Debra suggested that I return to the Park to do some writing, which is something I haven’t done. In general, I’m not much of an outdoorsy type. However, that sounded like a good idea. She said not to be surprised if I am joined by cardinals. I have to say that the idea of cardinals accompanying me on this journey seemed fun and almost magical. Yesterday was a drizzly kind of day, so it wasn’t a day to sit in the Park and write, but I did go for a walk. I chuckled to myself as I wondered if I would indeed see another cardinal now that I understood and embraced their message. Sure enough, within a few minutes of arriving at my usual spot to feed the squirrels, a bright red cardinal perched itself on the fence a few feet away from me and stared at me. It made me smile under my mask. He then flew right in front of me, where I took this picture. He then went onto a branch, and we watched each other. I continued to feed my ever-growing crowd of adorable squirrels, and we also kept watching each other. Suddenly, as I was about to crush a peanut up for him (I didn’t think a bird could handle a big peanut in a shell), he flew down onto the pavement near a peanut I’d tossed for the squirrels and looked up at me. I actually said aloud that it was ok, he could take it, and he took it in his mouth, flew onto a branch, looked at me, and then flew off.
I sent a text with the picture to Debra, thanking her for our session and letting her know that I had, in fact, been joined, and she wrote that I should “keep going to the Park…new beginnings.”

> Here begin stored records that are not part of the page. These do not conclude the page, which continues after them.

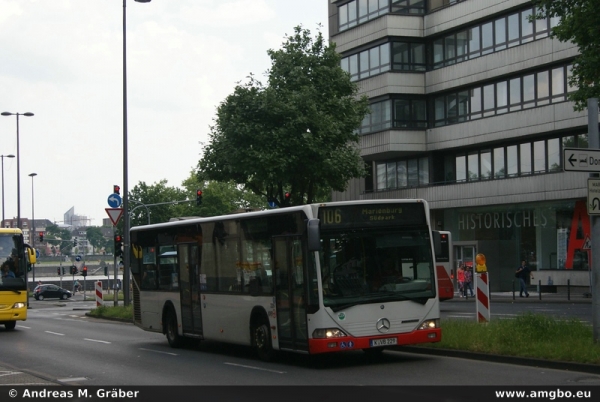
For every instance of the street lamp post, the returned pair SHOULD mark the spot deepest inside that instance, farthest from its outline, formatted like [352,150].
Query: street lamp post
[126,270]
[32,175]
[28,114]
[4,156]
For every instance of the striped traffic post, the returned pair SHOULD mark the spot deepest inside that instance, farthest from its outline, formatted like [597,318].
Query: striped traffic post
[482,293]
[99,301]
[483,298]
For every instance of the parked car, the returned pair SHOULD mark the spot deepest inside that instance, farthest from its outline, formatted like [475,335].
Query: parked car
[49,291]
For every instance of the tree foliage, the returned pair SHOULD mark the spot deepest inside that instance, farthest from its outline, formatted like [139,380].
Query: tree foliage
[296,134]
[579,22]
[217,199]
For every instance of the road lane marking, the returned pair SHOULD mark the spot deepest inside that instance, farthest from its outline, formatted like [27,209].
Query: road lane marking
[255,368]
[159,351]
[72,379]
[96,340]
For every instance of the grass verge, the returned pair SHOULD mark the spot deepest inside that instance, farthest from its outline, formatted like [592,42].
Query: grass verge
[528,335]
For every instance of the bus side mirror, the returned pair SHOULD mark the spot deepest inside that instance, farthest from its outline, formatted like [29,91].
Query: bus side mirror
[437,242]
[31,255]
[314,235]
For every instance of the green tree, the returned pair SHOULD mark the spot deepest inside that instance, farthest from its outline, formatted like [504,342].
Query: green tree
[297,134]
[578,23]
[95,237]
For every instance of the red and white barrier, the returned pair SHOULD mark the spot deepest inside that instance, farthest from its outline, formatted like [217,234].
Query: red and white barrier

Life is full of wonder, unexpected signs, twists and turns in our paths. I never would have believed that a cardinal would send messages from Ben and also offer guidance. I never thought I would look forward to visits from any bird (though I still told the other birds to go away). I am always comforted by the thought that my loved ones are still beside me, though I am realizing that feeling their absence also keeps me embedded in the security of my memories and the past. I have felt so stuck and not content with where I am. Mama Odie says, “You got to dig a little deeper. When you find out who you are, you’ll find out what you need.” The cardinal has let me know that Ben, my mom and dad are nudging me forward, guiding me to challenge myself to learn more about who I am, do new things, explore my ideas and have some new beginnings. They are also letting me know that they will remain with me, which is something that I need to know in my heart. I feel inspired and happier knowing that they believe in me and want this for me. Tomorrow is supposed to be a beautiful day and I am planning to head to the Park to see how I feel about writing there. Just like the new paths I take at the Park reveal new views, this is one baby step on a path to better understand who I am now meant, and able, to be.